Misalnya ada orang yang bentak kamu karena kamu dituduh salah untuk hal yang gak kamu pahami, kira-kira kamu marah gak? Masuk akal gak kalo kamu bisa langsung maafin dan memaklumi saat itu juga? Kita bukan Nabi yang se pure itu jiwanya sampe apapun gak nembus pertahanan dirinya. Kita manusia biasa, yang emosinya banyak layer. Kalo digituin pasti muncul kaget, marah, gak terima, mulai tenang, baru berpikir jernih, “oh, dia gak tau kalau aku belum paham, aku bisa jelasin pelan-pelan sambil coba memahami”, misalnya. Sama juga saat orang coba cari akar masalah dan ketauan kalau dia punya trauma berat waktu kecil sering dikuhum lewat kekerasan fisik atau verbal sama orang tuanya, sampe ngaruh ke perilaku dia saat dewasa, misalnya jadi sering blank saat belajar. Wajar reaksinya di awal-awal marah, karena merasa hal pahit yang dia alami akibat orang lain, dan orang lain itu adalah orang tuanya, pasti marah, sedih, kesal, dan kecewanya lebih besar menerima kenyataan ini. Pasti marah. Tapi percayalah, marah ini juga ada masanya, dan harus dilalui. Rasanya berat dan sama sekali gak nyaman.

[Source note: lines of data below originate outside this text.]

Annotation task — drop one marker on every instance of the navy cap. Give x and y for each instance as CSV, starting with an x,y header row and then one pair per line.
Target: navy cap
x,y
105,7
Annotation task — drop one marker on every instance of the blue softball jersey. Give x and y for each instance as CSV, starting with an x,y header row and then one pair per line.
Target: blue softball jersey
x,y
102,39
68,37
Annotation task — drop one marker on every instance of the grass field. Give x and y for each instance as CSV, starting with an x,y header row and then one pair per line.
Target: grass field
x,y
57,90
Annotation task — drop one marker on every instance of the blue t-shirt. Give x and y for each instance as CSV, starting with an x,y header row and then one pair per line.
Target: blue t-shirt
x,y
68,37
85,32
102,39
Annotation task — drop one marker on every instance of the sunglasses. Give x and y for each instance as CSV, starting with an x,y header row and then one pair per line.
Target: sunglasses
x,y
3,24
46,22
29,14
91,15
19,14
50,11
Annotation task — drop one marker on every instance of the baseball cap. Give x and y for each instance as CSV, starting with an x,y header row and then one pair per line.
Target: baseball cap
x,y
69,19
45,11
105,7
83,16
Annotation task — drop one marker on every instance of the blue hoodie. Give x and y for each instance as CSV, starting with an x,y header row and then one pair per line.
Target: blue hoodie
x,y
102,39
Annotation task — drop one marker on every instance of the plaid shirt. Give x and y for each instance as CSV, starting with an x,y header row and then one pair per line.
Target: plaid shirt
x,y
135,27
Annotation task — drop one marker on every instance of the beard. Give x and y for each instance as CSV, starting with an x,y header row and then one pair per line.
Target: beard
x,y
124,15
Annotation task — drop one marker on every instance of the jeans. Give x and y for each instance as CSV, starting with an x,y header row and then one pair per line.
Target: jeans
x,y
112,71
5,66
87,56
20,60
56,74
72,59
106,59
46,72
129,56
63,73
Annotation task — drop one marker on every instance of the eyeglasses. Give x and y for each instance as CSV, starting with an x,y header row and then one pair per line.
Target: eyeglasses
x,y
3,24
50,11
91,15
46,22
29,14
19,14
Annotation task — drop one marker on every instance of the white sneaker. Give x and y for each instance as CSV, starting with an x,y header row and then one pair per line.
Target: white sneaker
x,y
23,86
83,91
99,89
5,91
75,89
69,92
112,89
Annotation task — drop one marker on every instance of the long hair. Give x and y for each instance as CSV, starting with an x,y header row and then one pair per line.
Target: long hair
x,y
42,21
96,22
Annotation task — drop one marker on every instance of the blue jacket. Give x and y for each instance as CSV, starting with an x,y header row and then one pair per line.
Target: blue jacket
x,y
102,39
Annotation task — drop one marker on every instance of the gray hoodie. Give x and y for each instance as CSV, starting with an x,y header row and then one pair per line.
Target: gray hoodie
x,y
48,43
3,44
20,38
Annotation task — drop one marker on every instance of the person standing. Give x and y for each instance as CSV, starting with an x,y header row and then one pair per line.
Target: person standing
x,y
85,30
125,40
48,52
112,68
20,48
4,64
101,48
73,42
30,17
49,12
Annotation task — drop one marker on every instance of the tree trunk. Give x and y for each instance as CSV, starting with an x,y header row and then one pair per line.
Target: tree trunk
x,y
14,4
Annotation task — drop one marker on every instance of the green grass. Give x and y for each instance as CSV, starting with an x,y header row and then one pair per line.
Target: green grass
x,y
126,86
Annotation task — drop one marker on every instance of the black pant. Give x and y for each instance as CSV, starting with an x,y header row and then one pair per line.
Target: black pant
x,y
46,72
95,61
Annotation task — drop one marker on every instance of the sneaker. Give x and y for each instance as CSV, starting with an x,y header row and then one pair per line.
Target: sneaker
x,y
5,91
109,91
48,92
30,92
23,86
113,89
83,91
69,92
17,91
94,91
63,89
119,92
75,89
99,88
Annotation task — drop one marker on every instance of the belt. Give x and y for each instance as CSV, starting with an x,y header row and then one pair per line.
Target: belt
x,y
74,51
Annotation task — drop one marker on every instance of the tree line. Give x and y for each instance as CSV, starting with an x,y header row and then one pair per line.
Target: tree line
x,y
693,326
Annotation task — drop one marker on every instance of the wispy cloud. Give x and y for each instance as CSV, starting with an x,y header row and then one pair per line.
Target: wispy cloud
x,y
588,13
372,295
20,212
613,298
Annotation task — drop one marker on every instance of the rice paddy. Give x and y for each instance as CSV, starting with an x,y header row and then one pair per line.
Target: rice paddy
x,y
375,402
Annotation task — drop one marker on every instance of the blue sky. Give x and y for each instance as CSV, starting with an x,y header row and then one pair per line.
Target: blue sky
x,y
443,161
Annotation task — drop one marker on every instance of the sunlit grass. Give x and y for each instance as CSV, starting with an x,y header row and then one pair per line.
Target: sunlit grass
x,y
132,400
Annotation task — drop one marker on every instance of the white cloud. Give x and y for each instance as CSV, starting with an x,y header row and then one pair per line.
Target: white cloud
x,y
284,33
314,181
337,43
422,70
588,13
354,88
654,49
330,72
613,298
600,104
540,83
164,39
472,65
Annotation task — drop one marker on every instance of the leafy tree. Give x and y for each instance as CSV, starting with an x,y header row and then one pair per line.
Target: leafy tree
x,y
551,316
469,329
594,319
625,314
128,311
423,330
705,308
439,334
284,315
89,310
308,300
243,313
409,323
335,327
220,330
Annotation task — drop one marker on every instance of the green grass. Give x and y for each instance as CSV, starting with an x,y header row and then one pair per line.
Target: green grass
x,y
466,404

Yang dilakukan hanya bisa sabar sampai rasa ini pelan-pelan mereda, apalagi orang tua adalah orang yang sangat kita sayangi dan penting di hidup kita. Lalu kita bisa mulai berpikir jernih dan memahami kenapa semua ini terjadi. Oh, mungkin orang tua kita juga membawa traumanya di masa lalu. Orang tua kita juga manusia biasa dengan segala keterbatasannya. Mereka punya keterbatasan juga dari segi ilmu atau kemampuan untuk meregulasi emosinya sendiri. Lagipula mereka pasti udah mengupayakan yang terbaik untuk mendidik kita, anak-anaknya. Apapun yang terjadi di masa lalu, orang tua kita punya cinta yang sangat besar untuk kita, dan itu yang paling penting. Perjalanan orang-orang yang punya trauma masa kecil dari mengenali sampai bisa rilis gak mudah dan panjang, jadi jangan menghakimi orang-orang ini anak durhaka. Justru dia sedang berusaha untuk gak jadi anak durhaka, dengan melalui proses pahit ini.
3. Gak semua orang punya pengalaman pahit masa kecil, jadi mungkin gak relate sama pembicaraan tentang kekeliruan pola asuh generasi sebelumnya. Tapi meski begitu, please, kasi compassion. Bukan malah nuduh orang-orang ini durhaka.
Memang kadang nada ngomongnya, cara penyampaian tulisannya, terkesan kayak gitu. Anggap aja itu fase awal yang dia alami setelah tau apa yang salah dengan dirinya selama ini. Jujur, sebetulnya aku sekarang yang insyaAllah udah melewati fase marah itu, juga mulai terganggu sama orang-orang yang masih marah-marah dalam hati atau lewat postingan, apalagi sampe berani ngomong langsung ke orang tuanya. Cuman aku kasitau dan ingatin diriku, aku juga pernah ada di titik itu, dan insyaAllah akan lewat masanya, dan bisa menyayangi orang tua dengan jauh lebih baik. Salah satu yang pernah aku coba adalah bikin unsent letter. Tulis apa yang pingin disampein ke orang tua atau siapapun yang pernah kamu anggap bikin luka di masa kecilmu. Jangan dikirim atau dikasih. Ini tujuannya untuk kamu mengenal apa aja trauma kamu dan cara berpikir kamu saat dulu waktu kejadian dari sudut pandangmu saat dewasa sekarang. Mungkin gak cukup sekali, bisa jadi kamu tulis perkara yang sama berulang kali, dan itu bagus buat kamu semakin mengerti dan merilis rasa sakit kamu dan cari solusi untuk mengubah pola berulang kurang baik/nyaman yang ada pada dirimu. Gak cuma untuk trauma masa kecil, untuk orang lain yang kamu temui saat dewasapun kamu bisa terapkan unsent letter ini.
4. Apapun yang terjadi antara kamu dan orang tua, sejatinya tanpa disuruh siapapun, Allah udah kasi rasa sayang dan hormat yang teramat-sangat besar antara kamu dan orang tua.
Dengan menjalani proses gak nyaman ini, dengan mengakui bahwa kamu punya luka karena orang tua kamu, dengan melepas rasa sakitnya, insyaAllah gak ada lagi penghalang rasa sayang antara kamu dan orang tua. Bayangkan rasa sayang itu terhalang oleh rasa sakit itu. Sembuhkan dulu lukanya, baru bisa rasain lagi sayang yang tak terhingga untuk dan dari orang tua 🙂
Intinya dari semua ini adalah: give compassion, not judgement.